How to Profit from the Forex Market
First up, when determining how to profit from the forex market, you first need to have a solid money management strategy—i.e. how much, and using what strategy do you intend to invest your money? Yes, the goal, in any case, is to make a successful trade (you gain more money than you lose), but what is the larger goal you are working to achieve? This plays a key role in the methods you select when it comes to trading forex. In any case, it’s important to pay attention to the economic calendar (dates in which specific economic information is released), as important information is disclosed regarding how the economy is doing in terms of production, prices, interest rates, etc… This can drive currency values—i.e. when news gets released that a certain economy is experiencing high inflation, its value could lower. If you’re worried that your forex could plummet in value after hearing certain economic news, you could utilize a stop-loss order—and sell your forex at a cheaper price (which creates a loss), but allows you to regain cash and stop yourself from losing more. Trend analysis can help you determine opportunities to make a winning trade. More specifically, pivot trading involves using pivot points to identify price trends and therefore opportunities to make a profit. When considering your personal trading strategy, pay close attention to daily pivot points, which are used in trend line analysis to highlight the relationship between the intra-day high and intra-day low closing prices. The Pivots level determines support and resistance levels, which indicates the best time to buy and sell forex.
What strategy is the best for forex trading?
So, what is the best strategy for forex trading? That depends on your short and long-term goals. We’ll explain some of the different forex trading strategies below, to see which strategy is the best fit for you:
Interest rate forex trading: This method utilizes perhaps one of the most important factors in determining the true value of forex: the currency’s interest rate. By keeping an eye on even minor fluctuations in nations’ interest rates, you have the opportunity to create a profitable exit trade.
Price action trading: This is the preferred strategy for short-term traders. It uses the plotted values of forex over time, and the up and down trends which result, to determine trading opportunities. By examining the direction of the trend and determining entry or exit points (set indications of when to buy or sell), traders can determine how to make a successful trade.
Scalping strategy: This is one of the methods used in day trading. By conducting fundamental analysis (using macro and microeconomic values to determine the intrinsic value), investors seek to profit from small changes in the market by tracking even the smallest price movements through pips (percentage in points). These traders tend to hold onto the forex for a short amount of time, and generally only make a small profit.
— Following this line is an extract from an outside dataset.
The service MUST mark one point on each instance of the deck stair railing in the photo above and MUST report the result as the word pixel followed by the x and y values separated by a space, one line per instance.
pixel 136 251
Regardless of the strategy you choose, the FlowBank app allows you to do all of your trading with ease.
So, what is the best way to identify trends? As mentioned, it’s important to pay attention to the economic calendar, and how trading in the news is covered; this can provide you valuable insight regarding your online trading. You can also read a market research blog, as well as keep a close eye on financial news, which should provide you with some key forex market analysis and trading ideas. Always remember that the key to a winning trade is proper trend identification. Various types of trading indicators can provide key information regarding historical performance, and therefore be used to predict future prices. Oscillators are just as important, as they can help traders determine whether currencies are being overbought or oversold in certain markets. Next to this, Fibonacci retracement levels can be used to determine possible support and resistance levels indicating upcoming price changes. If we go one step further, Japanese candlesticks can be used to analyze traders’ reactions to various markets. These reactions create patterns in charts, which can help indicate reversals (positive or negative changes in a price trend). With so many types of trading strategies and various methods to identify trends, it’s important to develop a solid money management strategy to ensure you are consistently making decisions that best benefit your short and long-term forex trading goals.